[Info-vax] Distributed Applications, Hashgraph, Automation

Sun Feb 18 15:29:06 EST 2018

On 2018-02-18 19:36:04 +0000, Jim Johnson said:

> On Sunday, February 18, 2018 at 11:09:27 AM UTC-8, Stephen Hoffman wrote:
>> On 2018-02-18 17:59:21 +0000, Jim Johnson said:
>> 
>>> Briefly, what I've seen about the cloud has many aspects, only a few 
>>> align with outsourcing.  Not sure how much to go into that.
>>> 
>>> I was following the discussion on shared-everything vs. shared-nothing 
>>> structures.  I've used both.  The RMS cache management was pretty 
>>> expensive to run when I last looked at it.  It was especially bad for 
>>> high write, high collision rate files.  This drove a different approach 
>>> with the TP server in DECdtm.  It is structurally a shared nothing 
>>> service on top of a shared everything access substrate.  It uses an 
>>> unconventional leader election, in that the 'home' system always is the 
>>> leader if it is alive, and the other systems elect one of themselves as 
>>> the leader if it isn't.
>>> 
>>> (This was done via a pattern of use with the DLM, and I agree with 
>>> Steve that either documenting the known patterns or encapsulating them 
>>> for easier consumption could be useful)
>>> 
>>> This produced much better write performance, and good recovery 
>>> availability times.
>> 
>> That experience is typical.  I've ended up splitting more than a few 
>> apps similarly.   Either at the volume level, or within the app.  While 
>> SSDs have helped substantially with I/O performance, the coordination 
>> involved with distributed shared writes ends up limited by how fast you 
>> can fling lock requests around.    The byte-addressable non-volatile 
>> storage that's coming on-line right now will only increase the 
>> coordination load and the likelihood that sharding will be considered 
>> or required, if you really want to use that memory at speed.
> Yup.  It wasn't just the cost of flinging the lock requests around.  
> The old RMS code, at least, propagated writes via the disk, rather than 
> forking the I/O and sending a copy memory-to-memory.  From what I 
> remember, we looked at doing that, but that was complex to get right 
> didn't happen while I involved.  Maybe it has happened since.
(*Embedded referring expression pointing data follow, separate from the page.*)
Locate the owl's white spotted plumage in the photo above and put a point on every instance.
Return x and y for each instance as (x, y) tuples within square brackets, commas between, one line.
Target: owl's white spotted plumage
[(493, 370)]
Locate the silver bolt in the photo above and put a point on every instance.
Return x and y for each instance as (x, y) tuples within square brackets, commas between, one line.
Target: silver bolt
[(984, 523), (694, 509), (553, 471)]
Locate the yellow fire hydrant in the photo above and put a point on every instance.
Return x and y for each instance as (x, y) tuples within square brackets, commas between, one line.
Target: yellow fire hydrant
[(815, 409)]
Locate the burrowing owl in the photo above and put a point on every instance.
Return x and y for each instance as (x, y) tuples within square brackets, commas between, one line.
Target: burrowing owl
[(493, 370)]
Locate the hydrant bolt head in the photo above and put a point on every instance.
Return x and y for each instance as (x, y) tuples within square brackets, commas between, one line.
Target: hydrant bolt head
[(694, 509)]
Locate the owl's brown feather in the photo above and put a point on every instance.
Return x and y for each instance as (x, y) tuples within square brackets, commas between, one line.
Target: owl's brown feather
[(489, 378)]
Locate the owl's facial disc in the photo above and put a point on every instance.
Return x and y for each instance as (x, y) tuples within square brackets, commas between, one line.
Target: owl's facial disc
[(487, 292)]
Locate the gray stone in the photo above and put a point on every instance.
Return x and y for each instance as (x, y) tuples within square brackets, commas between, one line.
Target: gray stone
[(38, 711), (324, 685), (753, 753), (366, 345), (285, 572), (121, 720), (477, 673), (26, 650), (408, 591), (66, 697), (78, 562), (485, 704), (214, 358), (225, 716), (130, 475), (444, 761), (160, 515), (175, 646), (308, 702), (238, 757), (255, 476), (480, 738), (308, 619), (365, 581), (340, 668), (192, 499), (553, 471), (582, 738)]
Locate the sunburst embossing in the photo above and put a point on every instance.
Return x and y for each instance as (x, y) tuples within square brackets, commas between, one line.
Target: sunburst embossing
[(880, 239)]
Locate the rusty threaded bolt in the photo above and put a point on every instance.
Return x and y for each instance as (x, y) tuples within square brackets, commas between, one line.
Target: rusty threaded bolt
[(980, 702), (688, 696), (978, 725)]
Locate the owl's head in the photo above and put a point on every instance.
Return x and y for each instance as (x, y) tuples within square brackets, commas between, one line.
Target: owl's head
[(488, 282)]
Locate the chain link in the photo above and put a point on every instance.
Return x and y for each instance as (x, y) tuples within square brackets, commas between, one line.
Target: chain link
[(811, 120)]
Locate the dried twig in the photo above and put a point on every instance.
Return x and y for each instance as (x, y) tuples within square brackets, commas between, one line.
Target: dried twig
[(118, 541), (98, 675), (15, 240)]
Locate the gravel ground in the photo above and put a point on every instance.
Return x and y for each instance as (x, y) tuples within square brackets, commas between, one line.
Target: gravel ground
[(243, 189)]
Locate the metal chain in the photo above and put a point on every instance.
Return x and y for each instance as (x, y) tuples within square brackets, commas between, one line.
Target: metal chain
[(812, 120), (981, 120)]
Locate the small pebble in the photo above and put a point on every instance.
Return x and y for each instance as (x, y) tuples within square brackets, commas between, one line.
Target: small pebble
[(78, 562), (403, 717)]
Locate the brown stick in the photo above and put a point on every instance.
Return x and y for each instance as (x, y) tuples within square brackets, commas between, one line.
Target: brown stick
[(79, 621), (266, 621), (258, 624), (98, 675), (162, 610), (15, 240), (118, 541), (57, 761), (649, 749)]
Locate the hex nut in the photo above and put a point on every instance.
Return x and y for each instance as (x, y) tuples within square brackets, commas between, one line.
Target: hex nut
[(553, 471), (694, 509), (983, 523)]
That implementation hasn't changed.

Somewhat related to this, writing (shadowing) data from server memory 
to remote server memory is empirically faster than writing to local 
HDD, which can make shadowing from server memory to server memory a 
better choice than to HDD.  Outboard SSD is faster than HDD, but not 
enough.  Add in non-volatile byte-addressable storage and this all gets 
very interesting for even the folks with apps that require non-volatile 
writes.

So many of the existing operating system and app designs are predicated 
on the existing I/O performance hierarchy, too.
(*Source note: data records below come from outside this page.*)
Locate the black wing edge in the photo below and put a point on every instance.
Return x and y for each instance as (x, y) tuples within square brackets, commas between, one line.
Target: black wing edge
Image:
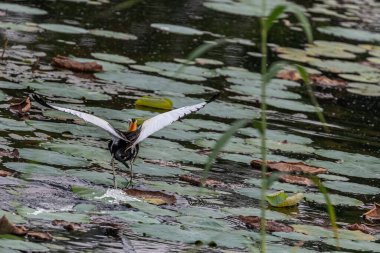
[(214, 97), (40, 100)]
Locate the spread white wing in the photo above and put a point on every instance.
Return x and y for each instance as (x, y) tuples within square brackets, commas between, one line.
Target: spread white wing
[(85, 116), (160, 121)]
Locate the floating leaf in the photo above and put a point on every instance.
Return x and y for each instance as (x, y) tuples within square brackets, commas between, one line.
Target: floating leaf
[(281, 199), (67, 63), (253, 222), (153, 197), (336, 200), (373, 215), (155, 102), (176, 29), (113, 58), (348, 33), (290, 167), (112, 35), (22, 9), (63, 28)]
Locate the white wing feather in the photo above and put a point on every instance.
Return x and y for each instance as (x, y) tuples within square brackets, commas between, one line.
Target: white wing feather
[(160, 121), (92, 119)]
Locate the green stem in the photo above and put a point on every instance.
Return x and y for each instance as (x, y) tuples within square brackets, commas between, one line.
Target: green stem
[(263, 135)]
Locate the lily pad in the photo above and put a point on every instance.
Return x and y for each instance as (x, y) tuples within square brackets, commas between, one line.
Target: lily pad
[(349, 33), (50, 157), (63, 28), (22, 27), (113, 58), (337, 200), (69, 91), (112, 34), (364, 89), (177, 29), (22, 9)]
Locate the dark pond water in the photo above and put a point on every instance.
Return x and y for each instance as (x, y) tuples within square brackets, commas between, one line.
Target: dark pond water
[(63, 172)]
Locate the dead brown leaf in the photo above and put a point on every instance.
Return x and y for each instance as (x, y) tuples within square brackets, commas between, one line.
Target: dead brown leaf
[(21, 107), (316, 79), (67, 63), (9, 153), (4, 173), (153, 197), (69, 226), (290, 167), (6, 227), (197, 181), (373, 215), (40, 236), (364, 228), (253, 222), (292, 179)]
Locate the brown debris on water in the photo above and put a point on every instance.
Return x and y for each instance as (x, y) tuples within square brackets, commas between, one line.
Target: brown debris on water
[(152, 197), (253, 222), (289, 167), (363, 228), (299, 180), (373, 215), (6, 227), (9, 153), (193, 180), (316, 79), (67, 63), (69, 226), (40, 236), (21, 107)]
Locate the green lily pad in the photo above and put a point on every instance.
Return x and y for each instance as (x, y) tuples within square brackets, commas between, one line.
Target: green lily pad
[(69, 91), (34, 169), (50, 216), (113, 58), (366, 77), (359, 246), (155, 102), (112, 34), (133, 216), (22, 27), (364, 89), (14, 125), (177, 29), (50, 157), (327, 233), (155, 170), (337, 200), (22, 9), (152, 83), (63, 28), (182, 190), (349, 33), (336, 66)]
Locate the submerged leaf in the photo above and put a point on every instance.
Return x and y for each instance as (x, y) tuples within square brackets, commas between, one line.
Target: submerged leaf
[(153, 197), (281, 199), (155, 102)]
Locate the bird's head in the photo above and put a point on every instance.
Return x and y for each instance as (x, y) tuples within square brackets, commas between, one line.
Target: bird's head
[(132, 125)]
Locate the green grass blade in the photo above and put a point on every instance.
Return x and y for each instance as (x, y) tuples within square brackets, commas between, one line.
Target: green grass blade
[(223, 140), (274, 15)]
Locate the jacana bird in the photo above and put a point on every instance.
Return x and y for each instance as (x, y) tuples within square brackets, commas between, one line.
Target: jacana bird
[(124, 146)]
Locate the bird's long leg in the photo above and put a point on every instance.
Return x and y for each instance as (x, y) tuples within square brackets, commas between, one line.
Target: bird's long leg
[(131, 174), (114, 172)]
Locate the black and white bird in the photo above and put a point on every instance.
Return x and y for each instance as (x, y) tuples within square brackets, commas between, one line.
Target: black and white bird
[(124, 146)]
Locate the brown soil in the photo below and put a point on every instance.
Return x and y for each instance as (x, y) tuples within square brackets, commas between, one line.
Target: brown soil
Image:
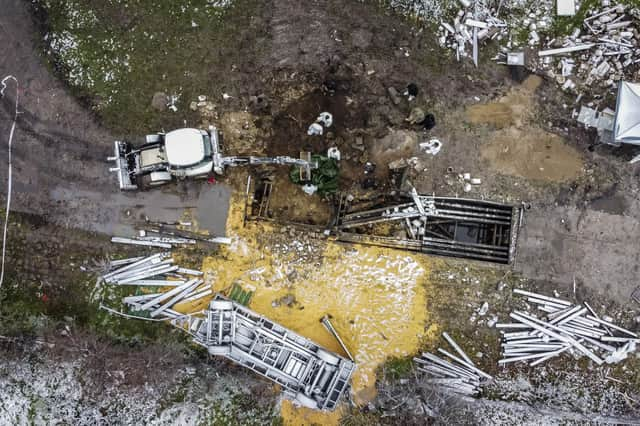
[(532, 153), (511, 110)]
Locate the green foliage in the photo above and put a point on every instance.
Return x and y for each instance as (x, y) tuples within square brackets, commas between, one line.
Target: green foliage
[(117, 53), (325, 177), (397, 368)]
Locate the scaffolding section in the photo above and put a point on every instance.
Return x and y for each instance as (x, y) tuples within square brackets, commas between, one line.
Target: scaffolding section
[(312, 376)]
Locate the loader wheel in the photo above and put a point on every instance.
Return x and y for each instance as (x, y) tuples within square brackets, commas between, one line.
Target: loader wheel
[(145, 182)]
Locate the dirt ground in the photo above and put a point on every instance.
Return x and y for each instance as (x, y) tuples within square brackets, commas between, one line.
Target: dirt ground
[(580, 228)]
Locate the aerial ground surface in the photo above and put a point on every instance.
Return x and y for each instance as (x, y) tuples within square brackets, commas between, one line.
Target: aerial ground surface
[(88, 72)]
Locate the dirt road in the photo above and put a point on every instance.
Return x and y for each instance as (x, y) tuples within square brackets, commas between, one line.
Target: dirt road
[(60, 168)]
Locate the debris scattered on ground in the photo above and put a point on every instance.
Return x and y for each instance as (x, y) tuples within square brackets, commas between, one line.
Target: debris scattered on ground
[(565, 327), (334, 153), (432, 146), (156, 237), (472, 25), (158, 270), (324, 119), (459, 375), (603, 52), (171, 102), (310, 375), (315, 129)]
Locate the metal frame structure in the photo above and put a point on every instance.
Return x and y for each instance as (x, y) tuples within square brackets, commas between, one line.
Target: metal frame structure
[(312, 376), (445, 226)]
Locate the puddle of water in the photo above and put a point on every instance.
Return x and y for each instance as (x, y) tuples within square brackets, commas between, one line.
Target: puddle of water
[(92, 210)]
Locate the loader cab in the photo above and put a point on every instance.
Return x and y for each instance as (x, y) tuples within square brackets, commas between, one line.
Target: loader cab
[(188, 152)]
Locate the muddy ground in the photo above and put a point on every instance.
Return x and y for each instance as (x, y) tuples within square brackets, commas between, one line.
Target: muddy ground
[(515, 135)]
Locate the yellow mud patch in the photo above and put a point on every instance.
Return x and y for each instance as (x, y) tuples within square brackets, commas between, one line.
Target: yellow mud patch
[(376, 297)]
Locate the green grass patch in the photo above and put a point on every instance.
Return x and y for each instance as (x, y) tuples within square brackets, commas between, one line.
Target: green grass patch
[(397, 368), (118, 53)]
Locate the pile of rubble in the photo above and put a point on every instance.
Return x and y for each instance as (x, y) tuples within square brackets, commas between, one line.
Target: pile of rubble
[(474, 23), (602, 53), (565, 328), (459, 376), (157, 270)]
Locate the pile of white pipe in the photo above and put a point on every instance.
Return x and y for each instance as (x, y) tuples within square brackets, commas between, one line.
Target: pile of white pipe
[(157, 270), (561, 327), (459, 375)]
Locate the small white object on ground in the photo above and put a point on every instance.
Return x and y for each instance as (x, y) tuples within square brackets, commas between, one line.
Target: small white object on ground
[(315, 129), (309, 189), (333, 152), (325, 118), (433, 146)]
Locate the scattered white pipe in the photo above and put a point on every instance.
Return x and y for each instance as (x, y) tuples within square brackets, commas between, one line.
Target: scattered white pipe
[(10, 169)]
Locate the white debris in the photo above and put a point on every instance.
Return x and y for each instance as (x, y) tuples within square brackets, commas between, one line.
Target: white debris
[(621, 354), (457, 374), (171, 104), (325, 118), (483, 309), (432, 146), (566, 328), (309, 189), (334, 153), (315, 129)]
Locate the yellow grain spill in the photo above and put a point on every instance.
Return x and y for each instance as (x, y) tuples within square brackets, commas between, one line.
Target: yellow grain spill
[(375, 297)]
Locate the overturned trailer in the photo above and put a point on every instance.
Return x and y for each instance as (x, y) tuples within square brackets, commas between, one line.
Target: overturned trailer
[(312, 376)]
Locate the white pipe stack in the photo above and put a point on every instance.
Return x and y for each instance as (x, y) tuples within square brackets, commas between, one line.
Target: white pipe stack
[(458, 374), (562, 327)]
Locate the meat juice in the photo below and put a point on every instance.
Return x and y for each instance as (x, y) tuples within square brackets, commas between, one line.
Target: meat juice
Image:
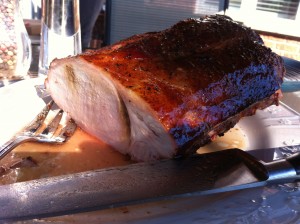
[(84, 152)]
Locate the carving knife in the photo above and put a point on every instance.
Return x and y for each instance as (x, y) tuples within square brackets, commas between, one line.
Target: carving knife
[(203, 174)]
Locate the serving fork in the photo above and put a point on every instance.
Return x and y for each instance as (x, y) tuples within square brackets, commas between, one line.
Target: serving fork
[(51, 125)]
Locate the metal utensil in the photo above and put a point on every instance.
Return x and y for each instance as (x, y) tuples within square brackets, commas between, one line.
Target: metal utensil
[(203, 174), (51, 125)]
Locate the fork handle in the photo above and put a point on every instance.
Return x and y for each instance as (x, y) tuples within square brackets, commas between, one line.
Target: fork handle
[(11, 144)]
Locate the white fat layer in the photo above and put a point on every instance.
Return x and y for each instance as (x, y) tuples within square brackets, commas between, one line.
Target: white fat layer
[(92, 101), (149, 139), (109, 111)]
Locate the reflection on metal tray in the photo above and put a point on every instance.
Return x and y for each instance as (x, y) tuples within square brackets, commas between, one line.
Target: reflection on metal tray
[(292, 78)]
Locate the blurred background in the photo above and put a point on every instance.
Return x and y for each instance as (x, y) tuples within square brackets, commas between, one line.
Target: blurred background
[(277, 21)]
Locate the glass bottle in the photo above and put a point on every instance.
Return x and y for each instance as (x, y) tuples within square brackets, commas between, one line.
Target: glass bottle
[(15, 45)]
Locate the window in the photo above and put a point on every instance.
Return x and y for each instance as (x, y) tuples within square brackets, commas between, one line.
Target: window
[(276, 16)]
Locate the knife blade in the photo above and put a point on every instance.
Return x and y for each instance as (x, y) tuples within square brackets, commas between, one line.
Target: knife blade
[(200, 174)]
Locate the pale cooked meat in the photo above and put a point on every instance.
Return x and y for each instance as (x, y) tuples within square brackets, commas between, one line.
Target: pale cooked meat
[(162, 94)]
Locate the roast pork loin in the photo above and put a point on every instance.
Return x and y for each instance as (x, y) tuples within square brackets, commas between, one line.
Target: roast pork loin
[(163, 94)]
Related discussions of OpenVMS I/O performance from David Mathog from a 
number of years ago:

https://groups.google.com/d/msg/comp.os.vms/4FZHjDQ1R4A/DO5xV-z-XGEJ
ftp://saf.bio.caltech.edu/pub/software/benchmarks/mybenchmark.zip

Shared write is hard to get right, and yet harder to scale up, and 
it'll inherently not be competitive with the performance of unshared 
and undistributed writes.

In a number of the OpenVMS-related proposals I've encountered, 
clustering often ends up getting nixed on price.  Folks don't see it as 
enough to warrant the expense and the effort of adopting clustering.  
For folks that are clustered and that are looking at yet higher 
performance end up adding their own workarounds for the OpenVMS and 
clustering limits, if swapping in faster I/O hardware isn't enough.  No 
pun intended.

-- 
Pure Personal Opinion | HoffmanLabs LLC